The growing interest in home furnishings and interiors is having a wider impact in fashion as discerning consumers look to curate their lives with designer goods. At Pitti 101, Spanish footwear label CAMPER previewed its upcoming collaboration with Scandinavian textile provider Kvadrat. While footwear and interior fabrics might not seem like the ideal match, but in an era of stay-home-style, Kvadrat’s premium materials have provided the perfect update for cozy slippers and mules. 
This isn’t the first time fashion and home decor labels have collided. Last year, Californian surf label Stussy collaborated with Copenhagen-based textile company TEKLA on a range of gear for the home and beach. The line of bedding, sleepwear, towels and robes demonstrate how consumers are allowing brands to penetrate more intimate aspects of their lives beyond just clothes.
Staying flexible amid contradictions has been essential to many in the last couple years, as our clothing needs have evolved alongside our work and travel habits. There is perhaps no phenomenon that better exemplifies this need for flexibility than the rise of style-driven, elevated, yet functionally comfortable loungewear. Berlin-based magazine 032C tapped into this demand for multipurpose loungewear with its first ever collaboration with bodywear brand Sloggi, which debuted at Pitti Uomo 101 last season.“For me, the topos of loungewear is: to be at home, but also be somewhat active,” said 032c Ready To Wear creative director Maria Koch in Florence, finding harmony in the contrast.

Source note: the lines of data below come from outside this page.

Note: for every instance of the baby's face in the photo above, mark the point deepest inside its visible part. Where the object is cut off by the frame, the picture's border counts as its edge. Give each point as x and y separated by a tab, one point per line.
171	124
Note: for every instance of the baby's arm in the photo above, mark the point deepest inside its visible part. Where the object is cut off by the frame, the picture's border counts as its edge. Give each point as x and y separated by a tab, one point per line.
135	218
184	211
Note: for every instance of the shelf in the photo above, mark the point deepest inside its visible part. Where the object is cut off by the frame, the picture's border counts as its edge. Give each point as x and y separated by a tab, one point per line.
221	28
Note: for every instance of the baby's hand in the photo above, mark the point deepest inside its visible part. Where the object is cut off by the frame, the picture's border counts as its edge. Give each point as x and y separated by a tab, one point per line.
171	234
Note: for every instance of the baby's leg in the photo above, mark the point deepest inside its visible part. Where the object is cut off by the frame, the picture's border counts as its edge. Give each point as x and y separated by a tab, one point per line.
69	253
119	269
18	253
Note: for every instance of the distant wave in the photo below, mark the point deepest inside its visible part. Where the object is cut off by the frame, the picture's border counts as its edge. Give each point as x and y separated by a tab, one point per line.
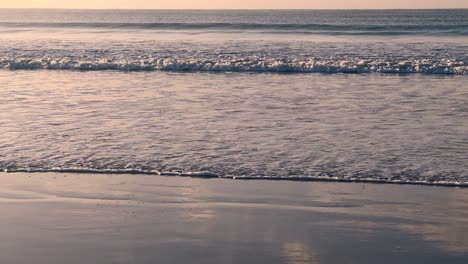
245	64
210	175
358	29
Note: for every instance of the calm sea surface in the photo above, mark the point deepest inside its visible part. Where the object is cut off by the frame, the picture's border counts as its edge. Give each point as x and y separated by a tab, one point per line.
347	95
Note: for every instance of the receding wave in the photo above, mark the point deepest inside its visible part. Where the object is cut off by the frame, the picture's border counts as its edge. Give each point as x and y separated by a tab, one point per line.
246	64
358	29
410	179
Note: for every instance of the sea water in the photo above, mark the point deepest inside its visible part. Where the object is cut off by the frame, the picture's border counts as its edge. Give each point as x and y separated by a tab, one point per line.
308	95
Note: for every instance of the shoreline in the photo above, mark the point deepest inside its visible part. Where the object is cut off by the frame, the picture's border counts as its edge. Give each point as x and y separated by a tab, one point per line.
99	218
209	175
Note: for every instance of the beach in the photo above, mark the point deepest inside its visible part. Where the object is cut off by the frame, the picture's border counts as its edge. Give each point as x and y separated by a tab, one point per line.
96	218
233	136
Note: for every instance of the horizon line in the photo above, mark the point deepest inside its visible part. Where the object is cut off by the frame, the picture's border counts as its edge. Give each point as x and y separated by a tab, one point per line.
233	9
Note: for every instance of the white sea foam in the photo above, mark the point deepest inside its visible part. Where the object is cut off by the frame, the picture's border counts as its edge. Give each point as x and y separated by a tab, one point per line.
243	64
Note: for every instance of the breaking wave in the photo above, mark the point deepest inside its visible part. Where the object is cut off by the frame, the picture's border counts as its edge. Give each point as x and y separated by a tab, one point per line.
396	179
246	64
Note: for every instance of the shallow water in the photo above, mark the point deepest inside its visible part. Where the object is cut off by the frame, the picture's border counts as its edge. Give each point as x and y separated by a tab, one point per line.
398	41
391	128
64	218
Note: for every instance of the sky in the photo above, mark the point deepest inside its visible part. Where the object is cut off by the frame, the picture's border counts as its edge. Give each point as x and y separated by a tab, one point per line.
235	4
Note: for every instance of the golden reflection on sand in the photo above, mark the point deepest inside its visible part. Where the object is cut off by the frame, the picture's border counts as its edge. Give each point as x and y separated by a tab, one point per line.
298	253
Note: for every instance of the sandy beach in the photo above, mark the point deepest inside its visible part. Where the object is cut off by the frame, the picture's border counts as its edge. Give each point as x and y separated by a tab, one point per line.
87	218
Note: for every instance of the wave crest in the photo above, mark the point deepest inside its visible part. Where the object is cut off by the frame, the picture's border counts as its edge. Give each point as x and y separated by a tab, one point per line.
247	64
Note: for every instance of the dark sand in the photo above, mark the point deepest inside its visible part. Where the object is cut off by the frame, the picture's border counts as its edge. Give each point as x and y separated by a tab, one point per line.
73	218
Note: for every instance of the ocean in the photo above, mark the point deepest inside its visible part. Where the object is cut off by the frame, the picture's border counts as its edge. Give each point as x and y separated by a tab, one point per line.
368	96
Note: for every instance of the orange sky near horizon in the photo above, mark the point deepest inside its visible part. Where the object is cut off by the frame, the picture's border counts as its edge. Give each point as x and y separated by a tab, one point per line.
235	4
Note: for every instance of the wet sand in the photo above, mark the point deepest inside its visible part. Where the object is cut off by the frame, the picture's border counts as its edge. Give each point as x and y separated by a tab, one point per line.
86	218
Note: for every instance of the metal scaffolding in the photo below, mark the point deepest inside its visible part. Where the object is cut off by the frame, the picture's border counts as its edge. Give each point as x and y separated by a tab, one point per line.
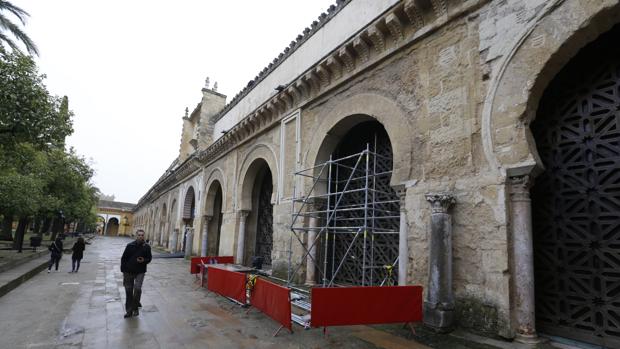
349	216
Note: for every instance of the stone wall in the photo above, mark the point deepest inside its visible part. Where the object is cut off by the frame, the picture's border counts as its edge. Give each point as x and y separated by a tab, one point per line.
455	98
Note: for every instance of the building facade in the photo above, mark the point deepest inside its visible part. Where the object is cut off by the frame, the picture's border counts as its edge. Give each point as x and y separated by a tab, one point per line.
114	218
488	131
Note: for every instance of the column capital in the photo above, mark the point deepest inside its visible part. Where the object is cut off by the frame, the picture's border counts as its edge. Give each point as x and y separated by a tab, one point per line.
401	191
440	202
520	187
317	204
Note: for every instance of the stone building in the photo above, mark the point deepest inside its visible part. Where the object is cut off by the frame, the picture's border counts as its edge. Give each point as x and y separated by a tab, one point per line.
498	121
114	218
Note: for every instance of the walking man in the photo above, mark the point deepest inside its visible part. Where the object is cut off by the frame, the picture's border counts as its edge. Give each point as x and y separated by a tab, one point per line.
133	266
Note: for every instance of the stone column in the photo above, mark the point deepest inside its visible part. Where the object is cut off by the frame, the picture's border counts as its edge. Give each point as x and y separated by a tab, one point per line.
439	302
174	240
403	244
205	237
523	259
311	262
243	215
189	239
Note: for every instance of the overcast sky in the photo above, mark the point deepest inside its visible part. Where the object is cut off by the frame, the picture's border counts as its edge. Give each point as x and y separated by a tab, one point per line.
131	67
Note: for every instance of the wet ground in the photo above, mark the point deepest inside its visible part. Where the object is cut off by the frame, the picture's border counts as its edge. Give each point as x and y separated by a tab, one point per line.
85	310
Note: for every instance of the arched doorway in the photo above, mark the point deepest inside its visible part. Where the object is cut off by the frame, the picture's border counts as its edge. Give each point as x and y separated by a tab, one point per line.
172	217
356	255
189	211
256	197
112	229
214	203
163	236
264	221
576	201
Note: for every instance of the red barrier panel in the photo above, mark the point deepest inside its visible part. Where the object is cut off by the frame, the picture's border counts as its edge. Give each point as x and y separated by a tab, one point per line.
273	300
227	283
193	267
334	306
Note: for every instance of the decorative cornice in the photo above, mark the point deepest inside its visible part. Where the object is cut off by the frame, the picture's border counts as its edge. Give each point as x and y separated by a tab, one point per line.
292	47
404	23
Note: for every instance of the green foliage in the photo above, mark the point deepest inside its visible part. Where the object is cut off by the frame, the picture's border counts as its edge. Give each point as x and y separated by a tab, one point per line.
38	177
28	113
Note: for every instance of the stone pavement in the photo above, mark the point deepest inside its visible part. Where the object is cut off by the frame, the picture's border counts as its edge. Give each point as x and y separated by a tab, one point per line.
85	310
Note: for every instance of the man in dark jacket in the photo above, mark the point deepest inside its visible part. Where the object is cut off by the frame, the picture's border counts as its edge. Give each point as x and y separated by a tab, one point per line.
133	266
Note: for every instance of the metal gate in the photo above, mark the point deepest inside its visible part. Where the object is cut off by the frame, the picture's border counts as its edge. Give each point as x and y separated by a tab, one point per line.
384	214
576	202
264	230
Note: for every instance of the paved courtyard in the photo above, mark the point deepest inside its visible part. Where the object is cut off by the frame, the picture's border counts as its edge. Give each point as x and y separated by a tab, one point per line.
85	310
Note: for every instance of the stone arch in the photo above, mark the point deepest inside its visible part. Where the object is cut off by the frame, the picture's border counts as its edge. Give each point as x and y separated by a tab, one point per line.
250	167
189	204
537	55
216	177
113	225
163	229
172	217
357	109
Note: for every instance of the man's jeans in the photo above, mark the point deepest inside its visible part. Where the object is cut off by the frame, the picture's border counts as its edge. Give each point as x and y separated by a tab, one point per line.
133	290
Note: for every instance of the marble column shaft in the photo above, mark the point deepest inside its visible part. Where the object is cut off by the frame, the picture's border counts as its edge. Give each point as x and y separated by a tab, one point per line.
189	239
403	244
243	215
311	261
523	258
205	237
439	303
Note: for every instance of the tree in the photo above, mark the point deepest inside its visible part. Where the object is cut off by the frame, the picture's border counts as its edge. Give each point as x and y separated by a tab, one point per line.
28	113
22	169
6	25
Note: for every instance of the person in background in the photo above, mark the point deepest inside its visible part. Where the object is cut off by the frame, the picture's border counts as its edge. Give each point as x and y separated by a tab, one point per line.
78	253
56	253
136	256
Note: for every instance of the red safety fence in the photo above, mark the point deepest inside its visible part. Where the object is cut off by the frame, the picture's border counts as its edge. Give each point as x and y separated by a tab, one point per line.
227	283
195	261
335	306
273	300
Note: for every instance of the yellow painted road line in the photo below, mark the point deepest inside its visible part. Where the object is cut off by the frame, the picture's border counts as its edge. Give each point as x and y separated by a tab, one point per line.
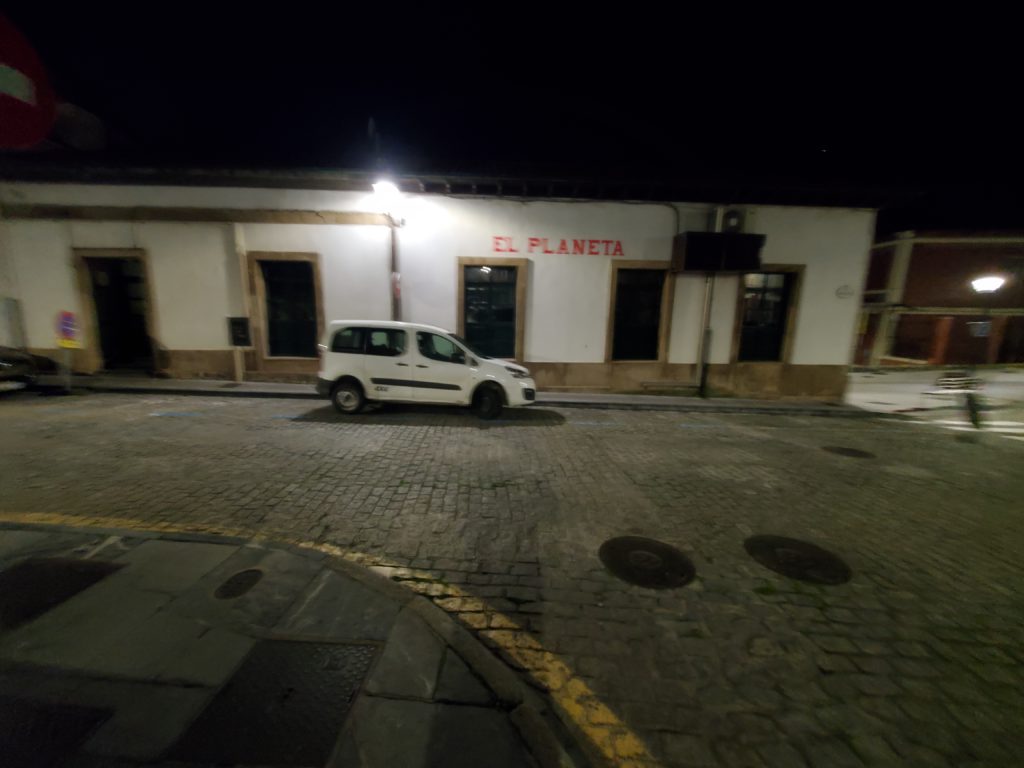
611	737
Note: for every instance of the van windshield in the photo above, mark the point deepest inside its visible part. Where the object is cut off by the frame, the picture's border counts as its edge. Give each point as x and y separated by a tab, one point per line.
470	347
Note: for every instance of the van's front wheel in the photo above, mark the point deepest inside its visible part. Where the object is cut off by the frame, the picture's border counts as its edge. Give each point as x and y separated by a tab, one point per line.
487	402
347	397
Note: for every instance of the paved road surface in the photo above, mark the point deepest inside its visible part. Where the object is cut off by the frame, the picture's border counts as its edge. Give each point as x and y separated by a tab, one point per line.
916	660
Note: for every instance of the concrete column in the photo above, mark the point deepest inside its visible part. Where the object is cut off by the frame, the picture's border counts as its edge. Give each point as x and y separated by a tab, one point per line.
995	336
940	341
894	295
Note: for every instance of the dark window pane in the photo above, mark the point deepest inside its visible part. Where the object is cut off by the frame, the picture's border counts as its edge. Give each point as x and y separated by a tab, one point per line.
638	314
766	305
386	342
291	308
438	348
489	309
348	340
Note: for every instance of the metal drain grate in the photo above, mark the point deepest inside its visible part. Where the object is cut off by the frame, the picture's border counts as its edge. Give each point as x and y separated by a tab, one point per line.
239	584
646	562
851	453
285	706
35	586
36	733
796	559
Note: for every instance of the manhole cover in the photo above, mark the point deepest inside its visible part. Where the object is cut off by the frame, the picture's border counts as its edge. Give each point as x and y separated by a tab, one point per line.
646	562
239	584
852	453
797	559
284	707
35	586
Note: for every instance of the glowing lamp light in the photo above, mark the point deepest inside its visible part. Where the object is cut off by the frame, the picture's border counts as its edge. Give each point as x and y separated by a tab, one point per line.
387	196
987	284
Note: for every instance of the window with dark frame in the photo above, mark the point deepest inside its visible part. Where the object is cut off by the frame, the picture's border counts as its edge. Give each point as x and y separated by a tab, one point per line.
765	315
438	348
489	309
291	308
637	313
386	342
348	340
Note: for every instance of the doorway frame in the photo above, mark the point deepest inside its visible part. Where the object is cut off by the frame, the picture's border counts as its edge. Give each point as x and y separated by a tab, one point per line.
264	361
665	315
792	311
521	275
91	358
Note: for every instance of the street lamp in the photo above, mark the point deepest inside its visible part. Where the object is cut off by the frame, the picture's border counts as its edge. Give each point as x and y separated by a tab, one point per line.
388	196
987	284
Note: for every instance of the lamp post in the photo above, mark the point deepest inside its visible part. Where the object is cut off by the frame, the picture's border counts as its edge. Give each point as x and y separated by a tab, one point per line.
388	197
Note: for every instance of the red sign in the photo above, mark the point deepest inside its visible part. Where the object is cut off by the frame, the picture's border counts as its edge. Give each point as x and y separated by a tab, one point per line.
27	104
565	247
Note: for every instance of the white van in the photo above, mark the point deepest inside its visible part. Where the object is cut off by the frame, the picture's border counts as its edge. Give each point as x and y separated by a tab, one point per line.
389	361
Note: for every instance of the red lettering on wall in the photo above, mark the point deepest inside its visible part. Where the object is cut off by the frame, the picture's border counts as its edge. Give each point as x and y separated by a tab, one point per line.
506	244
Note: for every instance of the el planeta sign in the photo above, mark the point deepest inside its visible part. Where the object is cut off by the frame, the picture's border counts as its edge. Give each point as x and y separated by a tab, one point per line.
565	247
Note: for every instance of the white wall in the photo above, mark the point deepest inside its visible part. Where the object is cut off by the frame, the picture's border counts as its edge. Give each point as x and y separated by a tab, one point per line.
834	245
197	284
354	263
566	296
39	257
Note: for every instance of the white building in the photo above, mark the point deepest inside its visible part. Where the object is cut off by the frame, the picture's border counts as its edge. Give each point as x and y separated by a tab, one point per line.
582	292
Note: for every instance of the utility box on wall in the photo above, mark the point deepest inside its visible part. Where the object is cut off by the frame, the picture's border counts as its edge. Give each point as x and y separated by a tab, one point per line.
717	252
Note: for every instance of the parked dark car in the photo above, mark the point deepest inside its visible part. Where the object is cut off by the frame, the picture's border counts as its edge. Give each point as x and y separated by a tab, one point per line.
17	369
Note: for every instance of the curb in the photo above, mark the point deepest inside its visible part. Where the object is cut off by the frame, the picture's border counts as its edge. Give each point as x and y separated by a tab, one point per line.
843	412
524	707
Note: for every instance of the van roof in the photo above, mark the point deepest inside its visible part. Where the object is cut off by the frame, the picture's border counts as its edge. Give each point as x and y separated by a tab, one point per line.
387	324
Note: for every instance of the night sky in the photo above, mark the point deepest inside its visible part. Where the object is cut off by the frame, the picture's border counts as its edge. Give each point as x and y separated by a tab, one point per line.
837	100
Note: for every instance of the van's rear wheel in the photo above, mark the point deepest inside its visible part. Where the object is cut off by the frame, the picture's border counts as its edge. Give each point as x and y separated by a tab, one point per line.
487	402
347	397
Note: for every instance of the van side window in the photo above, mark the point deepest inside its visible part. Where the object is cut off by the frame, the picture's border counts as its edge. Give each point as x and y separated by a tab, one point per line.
348	340
438	348
386	342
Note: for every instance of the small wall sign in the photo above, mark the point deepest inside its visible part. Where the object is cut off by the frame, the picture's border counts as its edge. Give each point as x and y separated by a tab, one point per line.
554	246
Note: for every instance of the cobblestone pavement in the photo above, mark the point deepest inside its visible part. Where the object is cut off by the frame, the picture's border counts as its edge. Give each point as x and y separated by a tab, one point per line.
916	660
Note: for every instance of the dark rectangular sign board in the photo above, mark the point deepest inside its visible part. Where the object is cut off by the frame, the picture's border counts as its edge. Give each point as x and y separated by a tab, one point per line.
717	252
238	329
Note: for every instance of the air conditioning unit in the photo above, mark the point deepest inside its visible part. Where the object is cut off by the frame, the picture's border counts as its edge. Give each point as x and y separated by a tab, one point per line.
729	219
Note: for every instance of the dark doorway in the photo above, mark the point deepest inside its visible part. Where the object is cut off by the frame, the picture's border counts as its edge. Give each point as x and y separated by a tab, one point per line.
489	309
120	297
291	308
766	312
638	313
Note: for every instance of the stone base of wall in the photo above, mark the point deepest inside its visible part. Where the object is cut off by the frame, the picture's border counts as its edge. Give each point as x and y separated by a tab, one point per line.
769	380
197	364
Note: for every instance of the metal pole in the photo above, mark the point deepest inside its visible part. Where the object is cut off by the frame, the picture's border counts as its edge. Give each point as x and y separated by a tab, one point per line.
706	335
67	356
395	276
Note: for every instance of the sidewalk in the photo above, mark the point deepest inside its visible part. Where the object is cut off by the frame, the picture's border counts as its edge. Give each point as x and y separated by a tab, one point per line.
219	388
122	648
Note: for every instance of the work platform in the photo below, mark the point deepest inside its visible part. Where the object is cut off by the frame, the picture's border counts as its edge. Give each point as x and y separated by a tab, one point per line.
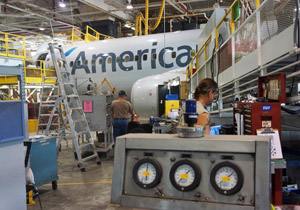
263	44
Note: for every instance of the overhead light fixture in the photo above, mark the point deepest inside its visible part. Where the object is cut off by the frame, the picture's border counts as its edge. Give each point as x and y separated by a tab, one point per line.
129	5
61	3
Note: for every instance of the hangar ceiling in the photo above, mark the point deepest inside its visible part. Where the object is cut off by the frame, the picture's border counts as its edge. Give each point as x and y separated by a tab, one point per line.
28	17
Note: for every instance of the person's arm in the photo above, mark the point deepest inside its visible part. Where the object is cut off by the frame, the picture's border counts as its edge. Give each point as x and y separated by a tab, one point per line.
203	120
131	112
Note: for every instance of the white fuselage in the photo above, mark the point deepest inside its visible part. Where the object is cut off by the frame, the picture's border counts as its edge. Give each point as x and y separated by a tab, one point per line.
125	60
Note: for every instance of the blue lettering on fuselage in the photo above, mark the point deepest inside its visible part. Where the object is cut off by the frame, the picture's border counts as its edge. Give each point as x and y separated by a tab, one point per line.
126	59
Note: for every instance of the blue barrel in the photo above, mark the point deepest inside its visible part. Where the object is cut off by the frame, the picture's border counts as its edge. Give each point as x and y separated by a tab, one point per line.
190	106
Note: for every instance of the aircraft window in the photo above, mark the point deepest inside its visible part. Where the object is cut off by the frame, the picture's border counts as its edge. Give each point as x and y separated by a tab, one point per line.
173	54
136	58
154	56
144	57
193	53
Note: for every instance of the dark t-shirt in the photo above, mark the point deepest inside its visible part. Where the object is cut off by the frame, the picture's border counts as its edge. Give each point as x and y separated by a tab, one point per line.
121	108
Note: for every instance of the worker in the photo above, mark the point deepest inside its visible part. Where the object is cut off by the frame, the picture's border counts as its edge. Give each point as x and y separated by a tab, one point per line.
121	109
204	94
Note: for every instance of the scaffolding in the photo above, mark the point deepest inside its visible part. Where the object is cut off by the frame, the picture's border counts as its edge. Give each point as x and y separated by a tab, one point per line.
262	45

Other examples of fashion brands that are showing commitment to self-care lifestyle include athletic apparel brands who are tapping into the segment of consumers who are interested in health and well-being. Adopting a community led lifestyle approach, Canadian brand Lululemon offers complementary in-store mindfulness sessions and organizes large-scale annual events and experiences such as the SweatLife Festival, a one day yoga extravaganza that takes place in London. Through adopting a lifestyle approach to marketing, Lululemon’s offerings go beyond selling clothes, for example they sell yoga mats, water bottles and backpacks. 
This community driven approach has presented new opportunities for legacy brands to become culturally credible and rejuvenated their brand. Last year, Baracuta and Jaguar came together for a collaboration that celebrates British design and exploration of future trends. Rather than focusing on the products specifically, the two brands embarked on a cool-hunting trip that traveled across Europe in search of the people, places, subcultures, and trends that are pushing culture forward.
The uniqueness and authenticity of projects like this will become significantly more important in the future as consumers choose brands that align with their own curated self-image. If they don’t have the cultural credibility customers expect, it’s exchangeable with other brands. If a brand does not feel authentic, then it can no longer support their customer’s curation efforts. As a result, brands have to take a position, represent strong values, and define themselves through the eyes of consumers. Those that are able to participate authentically and with cultural credibility are the ones who are able to build lasting relationships with this next generation of consumer.